The implant procedure does not require a surgical incision. Instead, the seeds, which are smaller than grains of rice, are contained in thin needles that are passed into the prostate gland through the skin between the scrotum and rectum. As the needles penetrate through the prostate, they are seen on the screen of the ultrasound machine and can be accurately guided to their final position. While the needles are being inserted the ultrasound probe is in the rectum. When each needle is in its correct position in the prostate, the needle is slowly withdrawn and the individual seeds are injected into the prostate gland. The ultrasound probe and the needles are removed when the procedure has been completed. The numbers of needles and seeds required varies from patient to patient, depending on the size of the prostate gland.
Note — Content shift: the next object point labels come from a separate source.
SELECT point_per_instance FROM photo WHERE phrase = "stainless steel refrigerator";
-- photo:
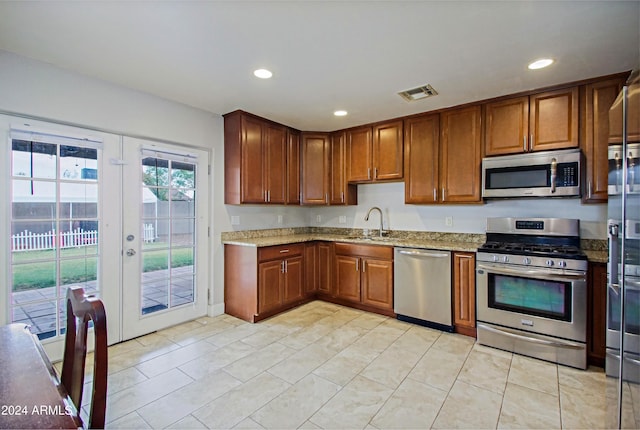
(622, 363)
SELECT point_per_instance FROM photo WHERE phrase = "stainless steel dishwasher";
(422, 287)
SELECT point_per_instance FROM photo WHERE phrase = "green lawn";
(80, 265)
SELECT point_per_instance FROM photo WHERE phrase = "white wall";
(40, 90)
(466, 218)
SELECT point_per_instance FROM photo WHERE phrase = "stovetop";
(552, 243)
(534, 249)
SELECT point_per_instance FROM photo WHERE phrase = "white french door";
(164, 239)
(124, 218)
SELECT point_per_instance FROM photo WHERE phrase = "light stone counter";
(425, 240)
(596, 250)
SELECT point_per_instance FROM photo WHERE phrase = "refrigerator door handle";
(613, 251)
(615, 288)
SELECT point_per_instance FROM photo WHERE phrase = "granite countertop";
(596, 250)
(439, 241)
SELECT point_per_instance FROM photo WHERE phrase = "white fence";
(28, 241)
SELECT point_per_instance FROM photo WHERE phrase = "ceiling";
(325, 55)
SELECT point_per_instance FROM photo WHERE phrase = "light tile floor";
(327, 366)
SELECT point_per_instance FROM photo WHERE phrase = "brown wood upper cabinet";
(443, 157)
(256, 154)
(633, 121)
(422, 159)
(315, 158)
(375, 153)
(538, 122)
(597, 99)
(293, 166)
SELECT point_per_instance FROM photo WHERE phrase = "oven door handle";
(558, 344)
(540, 274)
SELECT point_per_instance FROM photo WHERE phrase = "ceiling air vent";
(418, 93)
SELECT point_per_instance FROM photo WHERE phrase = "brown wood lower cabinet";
(325, 268)
(597, 314)
(464, 293)
(260, 282)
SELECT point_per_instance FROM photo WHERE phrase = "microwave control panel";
(568, 175)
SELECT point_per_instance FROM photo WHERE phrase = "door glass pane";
(539, 297)
(167, 228)
(54, 230)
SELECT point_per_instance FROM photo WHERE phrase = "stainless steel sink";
(369, 238)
Patients with early-stage and small prostate tumors are the best candidates. That means about 50 percent of the patients with prostate cancer will fit this criteria. The development of more sensitive tumor detection techniques means that prostate cancer patients are being diagnosed at earlier stages, permitting more patients to become potential candidates for seed implantation.
Seed implantation is normally done as an outpatient procedure, taking about one hour to perform. The patient usually leaves the hospital the same day as the implant procedure, or stays in the hospital for one night and then resumes normal activities within several days. Because they are placed at the site of the cancer, the seeds can deliver two to three times more concentrated radiation to the prostate gland than external radiation therapy, which must use a lower dose because it also affects healthy tissue.